This repo contains shapes.py, a basic ray tracing algorithm, along with several example images charting the development of the algorithm in test-images
•To generate an image, you must first create a world object
•A world can be thought of as a three dimensional grid with shapes, lights, a camera, and a screen
•Points on this grid are represented as numpy arrays of length 3
•To generate an image, call worldname.draw(filename). Filename is a string including a file extension that python image library supports for rgba inputs (.png is a good choice)

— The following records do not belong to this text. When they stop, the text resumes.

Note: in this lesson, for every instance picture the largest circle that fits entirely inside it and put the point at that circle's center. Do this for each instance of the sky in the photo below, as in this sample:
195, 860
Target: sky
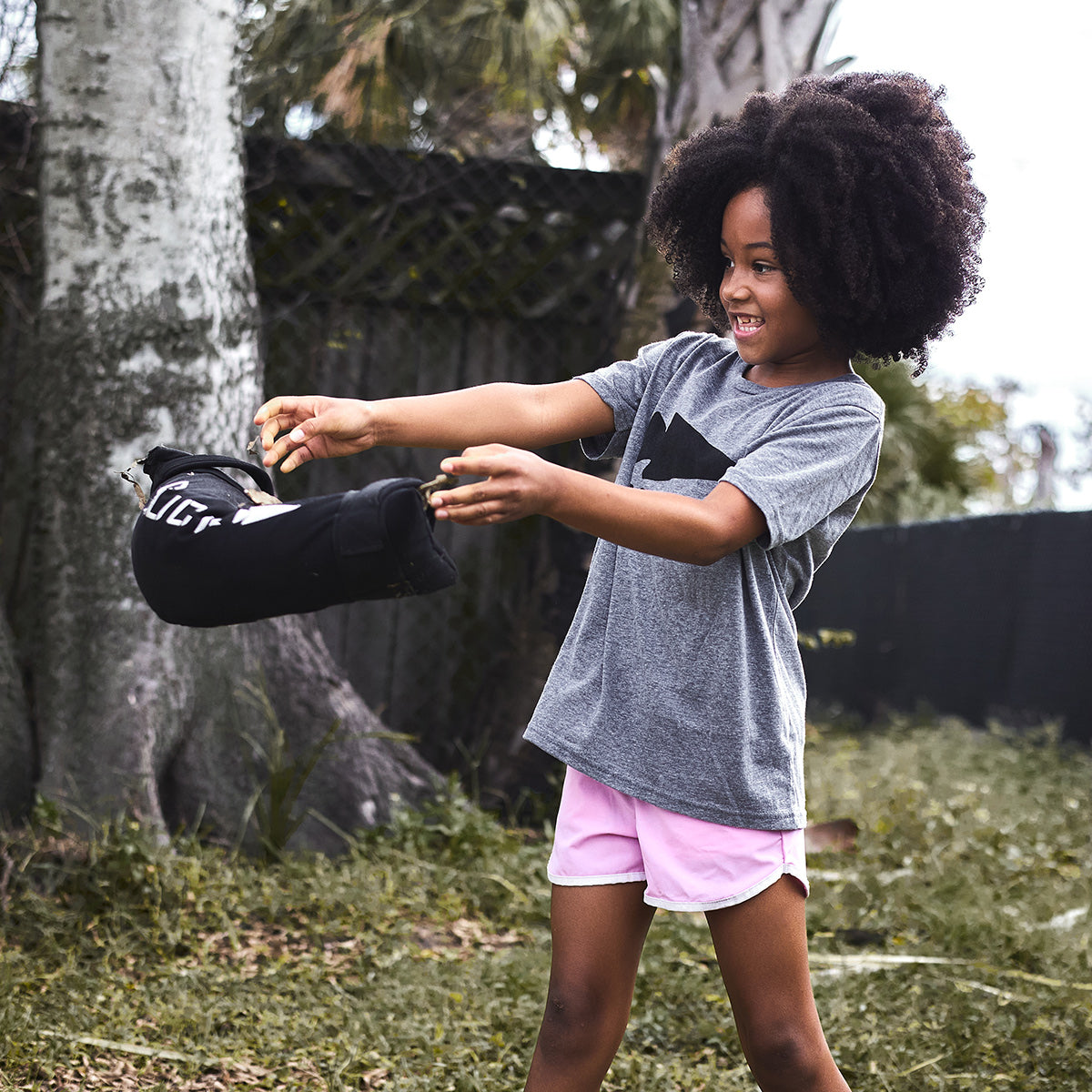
1016, 90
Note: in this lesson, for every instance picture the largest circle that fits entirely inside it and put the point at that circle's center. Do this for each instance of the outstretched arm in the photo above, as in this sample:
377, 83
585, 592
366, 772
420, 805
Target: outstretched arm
298, 430
518, 483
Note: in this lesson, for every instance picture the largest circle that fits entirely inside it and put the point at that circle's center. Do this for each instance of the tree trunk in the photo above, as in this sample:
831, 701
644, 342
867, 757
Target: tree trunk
147, 336
731, 48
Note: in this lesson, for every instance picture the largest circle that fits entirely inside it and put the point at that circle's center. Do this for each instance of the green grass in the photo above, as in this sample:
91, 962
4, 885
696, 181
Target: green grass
950, 951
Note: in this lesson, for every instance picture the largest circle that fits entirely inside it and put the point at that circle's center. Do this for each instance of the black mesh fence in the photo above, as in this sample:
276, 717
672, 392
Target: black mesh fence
983, 617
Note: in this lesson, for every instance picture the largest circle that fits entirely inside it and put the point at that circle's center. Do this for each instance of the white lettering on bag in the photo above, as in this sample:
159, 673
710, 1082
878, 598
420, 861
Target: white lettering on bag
151, 512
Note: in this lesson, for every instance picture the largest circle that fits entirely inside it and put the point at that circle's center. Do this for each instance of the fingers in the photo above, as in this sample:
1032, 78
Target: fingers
511, 490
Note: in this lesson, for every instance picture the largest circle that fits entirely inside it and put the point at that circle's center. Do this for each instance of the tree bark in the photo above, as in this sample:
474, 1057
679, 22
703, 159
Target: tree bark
731, 48
147, 336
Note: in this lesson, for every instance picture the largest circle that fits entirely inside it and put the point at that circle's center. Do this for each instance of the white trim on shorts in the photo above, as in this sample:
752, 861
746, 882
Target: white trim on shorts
595, 880
732, 900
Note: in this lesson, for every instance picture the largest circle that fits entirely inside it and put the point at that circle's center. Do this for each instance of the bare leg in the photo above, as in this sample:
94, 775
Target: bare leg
598, 936
763, 950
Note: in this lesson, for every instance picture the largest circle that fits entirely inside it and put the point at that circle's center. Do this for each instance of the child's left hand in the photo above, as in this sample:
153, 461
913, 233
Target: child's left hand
517, 484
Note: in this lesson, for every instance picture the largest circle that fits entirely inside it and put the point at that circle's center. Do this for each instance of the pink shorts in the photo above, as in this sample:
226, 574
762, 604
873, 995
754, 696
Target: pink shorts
605, 836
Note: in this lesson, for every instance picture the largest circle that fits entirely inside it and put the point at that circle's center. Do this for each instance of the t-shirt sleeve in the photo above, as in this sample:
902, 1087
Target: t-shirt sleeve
803, 472
622, 385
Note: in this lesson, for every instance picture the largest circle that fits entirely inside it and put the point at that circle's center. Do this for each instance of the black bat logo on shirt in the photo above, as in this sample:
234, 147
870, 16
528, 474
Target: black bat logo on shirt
680, 451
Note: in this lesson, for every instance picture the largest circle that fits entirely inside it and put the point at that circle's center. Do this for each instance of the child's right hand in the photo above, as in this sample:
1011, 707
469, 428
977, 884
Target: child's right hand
299, 430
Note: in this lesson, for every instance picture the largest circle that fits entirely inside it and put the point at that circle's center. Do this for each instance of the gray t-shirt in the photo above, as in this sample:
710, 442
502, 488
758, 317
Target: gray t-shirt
678, 683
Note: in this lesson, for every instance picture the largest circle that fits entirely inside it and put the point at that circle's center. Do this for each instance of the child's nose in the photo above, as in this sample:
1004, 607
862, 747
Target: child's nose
733, 287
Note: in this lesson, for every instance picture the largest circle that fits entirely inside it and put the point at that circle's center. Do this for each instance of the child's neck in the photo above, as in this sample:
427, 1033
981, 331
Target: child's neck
795, 374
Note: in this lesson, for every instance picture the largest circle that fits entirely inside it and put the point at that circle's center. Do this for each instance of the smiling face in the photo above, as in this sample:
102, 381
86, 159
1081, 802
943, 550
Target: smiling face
774, 331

•A camera is a fixed point recessed from the screen by an input distance
•A screen is an object of input width/height in the xy plane at z=0
•The resolution of the screen determines the number of pixels generated in the image produced
•A screen is centered with respect to the camera (shortest path from camera to screen passes through center of screen)
•Currently worlds can contain planes, spheres, and blocks of arbitrary dimensions.
•Class Ray supports the implementation of these shapes.
•Rays are defined by two points. The first point is fixed.
•Planes are defined by a fixed point and a normal ray
•Spheres are defined by a central point and a radius
•Blocks are defined by a fixed 'anchor point' and three rays
•Planes, spheres and blocks can have colors input as six character RGB hex values (e.g. 'A176C2')
•Rays, planes, and blocks can be rotated about their fixed points
•world.get_points generates a list of points in the screen based on the dimensions and resolution of the screen
•For each point, world.get_pixels creates a ray from the camera through the point.
•world.get_nearest_intersection finds the first intersection between the ray and a shape in the field
•world.get_lighting finds the summed light coming to the intersection point from all lights in the field
•lighting is ignored from a given light if there are any shapes between that light and the intersection point
•world.get_ambient_lighting gets ambient light for the intersection point based on the lights in the field
•world.get_pixels returns lighting for all points as a list of RGBA tuples
•world.draw generates the image using the list of pixels and python image library
•NB: The lighting scheme accounts for RGB values on an individual basis. Illumination reflects the minimum of the elementwise RGB values of the shape and the light, scaled down by the angle of incidence.
•Speed
•Add reflections/refractions/transparency
•Add additional shape classes (polygonal meshes?)
•Improve illumination of dark side of objects